The other thing that investors need to keep in mind is Amazon's competition. While competitors were certainly caught unprepared for the new equilibrium between brick and mortar vs. digital sales, many of these companies are regaining their footing. On the clothing/women's fragrances side, Macy's (M) has stabilized its slowdown. Their holiday sales were strong and incorporated growing digital sales. The stock also sells at much more affordable valuation.

On the tech side, Best Buy (BBY) has mounted a remarkable comeback since 2014. Through price cuts and a remarkably capable CEO, the company has mounted a strong challenge against Amazon's attempt at dominance. In a way, the retailer is making a point that I've long pushed. Anyone can do what Amazon does regarding digital sales. It's not a protected business strategy. You simply need the logistical means to ship your goods, with the scale to leverage prices. Best Buy has that ability. They have the store locations needed to ship online orders from their stores. It's a model that I actually suspect Jeff Bezo's envies, considering he's trying hard to push into brick and mortar locations.

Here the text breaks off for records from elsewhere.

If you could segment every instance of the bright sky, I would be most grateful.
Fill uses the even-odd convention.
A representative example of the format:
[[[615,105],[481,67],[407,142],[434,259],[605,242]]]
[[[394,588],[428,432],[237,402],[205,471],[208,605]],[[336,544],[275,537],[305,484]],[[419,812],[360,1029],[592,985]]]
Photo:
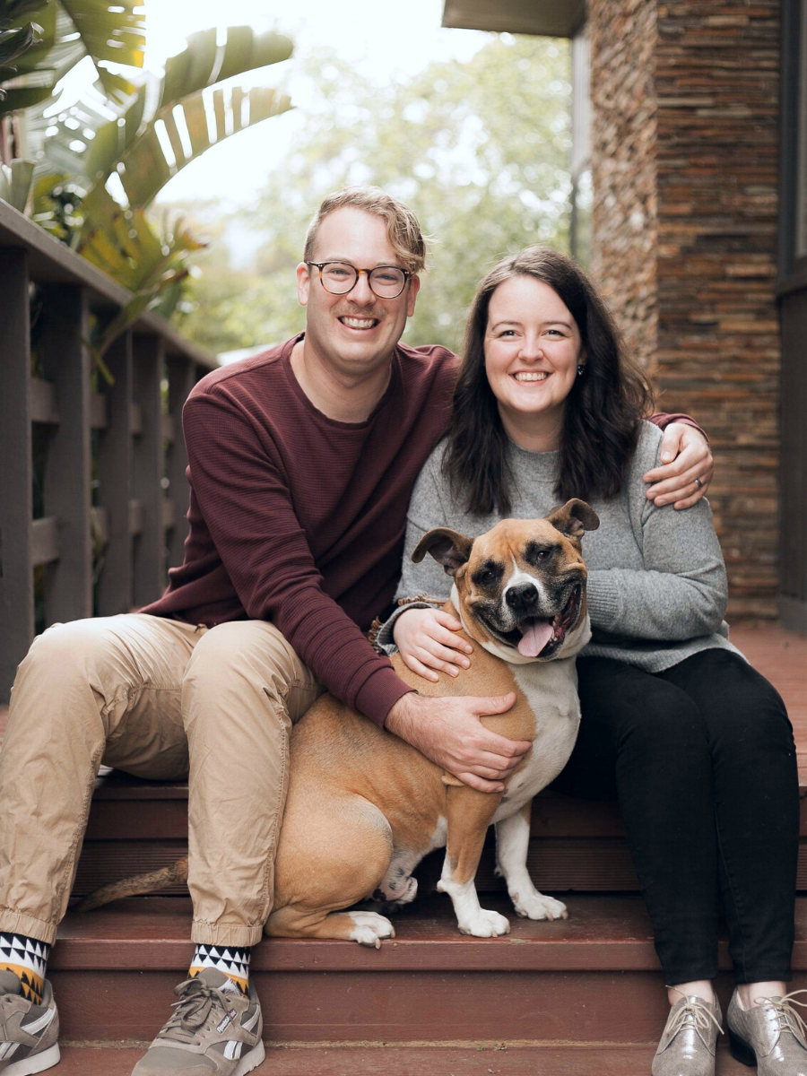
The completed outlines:
[[[267,171],[283,159],[305,123],[305,80],[300,61],[314,48],[334,48],[379,83],[411,75],[435,59],[470,58],[490,34],[440,27],[443,0],[301,0],[297,4],[266,0],[145,0],[146,67],[158,72],[168,56],[180,52],[185,37],[212,26],[253,26],[277,29],[295,42],[295,55],[284,63],[230,80],[232,84],[277,85],[283,81],[301,108],[258,124],[213,146],[180,172],[158,201],[223,198],[233,203],[252,200]],[[222,22],[222,13],[226,22]],[[60,108],[77,96],[86,74],[76,69]]]

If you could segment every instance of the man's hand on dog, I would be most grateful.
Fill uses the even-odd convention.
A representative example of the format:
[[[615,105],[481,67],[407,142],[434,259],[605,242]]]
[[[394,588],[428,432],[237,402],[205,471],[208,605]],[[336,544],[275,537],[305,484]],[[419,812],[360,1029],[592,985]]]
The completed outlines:
[[[410,692],[390,710],[386,728],[472,789],[504,792],[502,782],[532,745],[529,740],[498,736],[479,719],[487,713],[506,713],[514,703],[513,692],[494,698],[427,698]]]
[[[643,476],[646,482],[652,483],[647,496],[660,508],[670,504],[677,509],[692,508],[709,489],[713,473],[709,442],[700,430],[672,422],[664,430],[662,466]]]

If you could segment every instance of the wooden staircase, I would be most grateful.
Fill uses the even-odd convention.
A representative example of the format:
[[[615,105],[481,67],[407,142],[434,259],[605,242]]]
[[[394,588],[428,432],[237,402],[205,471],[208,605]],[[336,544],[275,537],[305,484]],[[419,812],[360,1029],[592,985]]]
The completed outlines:
[[[807,749],[807,639],[767,628],[739,645],[784,695]],[[798,884],[807,891],[803,805]],[[173,862],[186,834],[184,785],[100,778],[74,894]],[[420,869],[423,897],[395,917],[397,936],[380,950],[265,939],[252,963],[272,1047],[259,1076],[649,1073],[667,1007],[615,807],[539,797],[529,865],[538,887],[567,903],[568,920],[519,920],[487,849],[479,888],[485,906],[510,918],[508,937],[457,933],[448,897],[433,892],[438,853]],[[180,889],[68,914],[48,972],[67,1044],[56,1072],[128,1076],[187,969],[189,928],[190,902]],[[792,989],[807,987],[807,896],[798,901],[796,938]],[[725,1007],[724,949],[721,967]],[[748,1071],[721,1044],[718,1076]]]

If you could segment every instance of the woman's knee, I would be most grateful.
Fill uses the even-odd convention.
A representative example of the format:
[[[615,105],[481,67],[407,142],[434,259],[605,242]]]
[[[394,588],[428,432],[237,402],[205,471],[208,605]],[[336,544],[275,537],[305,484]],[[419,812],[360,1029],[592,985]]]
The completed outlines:
[[[691,760],[693,752],[707,752],[697,707],[683,692],[667,684],[664,689],[649,691],[625,714],[620,735],[622,756],[652,756],[664,765],[665,760],[669,763],[676,758]]]
[[[716,744],[793,747],[793,726],[781,695],[737,654],[707,651],[691,690]]]

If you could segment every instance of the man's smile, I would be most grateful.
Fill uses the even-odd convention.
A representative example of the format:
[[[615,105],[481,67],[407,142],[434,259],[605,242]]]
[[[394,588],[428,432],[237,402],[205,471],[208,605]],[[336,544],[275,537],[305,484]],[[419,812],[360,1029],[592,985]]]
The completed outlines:
[[[380,320],[378,317],[349,317],[346,314],[343,314],[339,321],[345,328],[357,332],[366,332],[368,329],[374,329]]]

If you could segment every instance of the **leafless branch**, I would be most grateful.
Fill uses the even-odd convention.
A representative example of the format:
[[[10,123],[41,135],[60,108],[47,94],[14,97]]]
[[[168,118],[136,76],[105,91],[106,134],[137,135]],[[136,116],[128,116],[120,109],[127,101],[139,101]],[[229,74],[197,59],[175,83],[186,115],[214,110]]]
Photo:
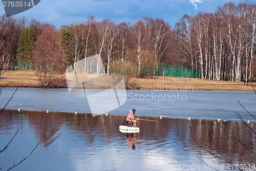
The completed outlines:
[[[27,159],[31,155],[32,155],[32,154],[33,153],[33,152],[35,151],[35,149],[37,147],[37,146],[38,146],[38,144],[39,144],[39,142],[37,143],[37,144],[36,145],[36,146],[35,146],[35,148],[33,149],[31,153],[30,153],[30,154],[29,154],[26,157],[23,157],[23,159],[22,159],[18,164],[15,164],[14,163],[14,164],[13,164],[13,166],[12,167],[9,167],[9,169],[8,170],[7,170],[6,171],[8,171],[8,170],[10,170],[10,169],[11,169],[12,168],[13,168],[13,167],[16,167],[18,165],[19,165],[19,164],[22,163],[23,162],[24,162],[26,159]]]
[[[12,97],[11,97],[11,98],[9,99],[9,100],[7,102],[7,103],[5,104],[5,105],[4,106],[4,108],[0,111],[0,114],[1,114],[2,112],[3,112],[3,111],[4,111],[4,110],[6,107],[6,106],[7,105],[7,104],[8,104],[9,102],[10,102],[10,101],[11,101],[11,99],[13,98],[13,96],[14,95],[14,94],[15,94],[15,93],[16,93],[16,92],[17,91],[17,90],[18,90],[18,88],[16,88],[15,91],[14,91],[14,92],[12,94]],[[2,90],[0,91],[1,91],[1,93],[2,93]]]
[[[200,160],[201,160],[201,161],[203,163],[204,163],[204,164],[205,164],[206,166],[207,166],[208,167],[209,167],[209,168],[212,168],[212,169],[214,169],[214,170],[217,170],[217,171],[218,171],[218,170],[219,170],[216,169],[215,168],[214,168],[214,167],[211,167],[211,166],[209,166],[209,165],[207,164],[206,164],[206,163],[204,161],[203,161],[203,160],[201,159],[201,158],[200,158],[199,156],[197,156],[197,157],[198,157],[198,158],[199,158],[199,159],[200,159]]]
[[[2,150],[0,151],[0,153],[1,153],[2,152],[4,152],[5,150],[6,150],[6,149],[7,149],[7,148],[8,147],[8,146],[10,144],[10,143],[11,143],[11,142],[12,142],[12,141],[13,139],[13,138],[14,138],[15,136],[16,136],[16,135],[17,135],[17,134],[18,134],[18,129],[17,130],[17,132],[16,132],[15,134],[14,134],[14,135],[13,136],[13,137],[12,137],[12,138],[11,139],[11,140],[10,141],[10,142],[9,142],[9,143],[8,143],[8,144],[5,146],[5,147],[4,148],[4,149],[3,149]]]
[[[253,118],[256,119],[256,117],[255,117],[254,116],[253,116],[252,115],[251,115],[251,114],[250,113],[250,112],[249,112],[247,110],[246,110],[245,109],[245,108],[244,108],[244,106],[243,106],[243,105],[242,105],[242,104],[241,104],[241,103],[240,103],[240,102],[239,102],[239,101],[238,101],[238,102],[239,103],[239,104],[241,105],[241,106],[243,108],[243,109],[244,109],[244,110],[245,110],[245,111],[246,111],[246,112],[247,112],[247,113],[248,113],[248,114],[249,114],[249,115],[250,115],[251,117],[252,117]]]

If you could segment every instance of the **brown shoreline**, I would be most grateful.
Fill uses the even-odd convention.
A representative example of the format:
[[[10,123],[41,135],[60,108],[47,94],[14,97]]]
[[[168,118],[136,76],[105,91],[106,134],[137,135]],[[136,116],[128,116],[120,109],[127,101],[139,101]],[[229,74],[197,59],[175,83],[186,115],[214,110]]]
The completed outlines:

Both Best Buy and Macy's trade at multiples of less than 20. That's a stark contrast to Amazon. Once more, they're producing their own digital sales growth. Best Buy delivered a record-setting $2.8 billion in online sales in the fourth quarter. Macy's reported digital sales growth of 10% in the fourth quarter, marking its 34th quarter of online gains. The Amazon bulls can bark all they like and there's a lot to bark about. But the growth of these rivals will eat right into Amazon's ability to grow market share.

There are a lot of "what ifs" here

The company is reliant on

  • tax avoidance and
  • large percentage sales gains

.. to drive its stock. Because of its low margin model, the retailer needs those big market share gains in order to put together meaningful gains in income. If you pull a brick out of the model, that stock price suddenly won't seem to be attainable.

In the fog of what has been unstoppable enthusiasm for the stock, I fear many investors are failing to keep these issues in mind.

I would also leave you with the sobering fact that Amazon has over $36 billion in long-term debt. Even with $30 billion of cash on hand, that's a lot of payments to make if Amazon loses its current tax "situation and net incomes get crunched. Food for thought before you plunge your hard-earned money into a stock that is so overpriced.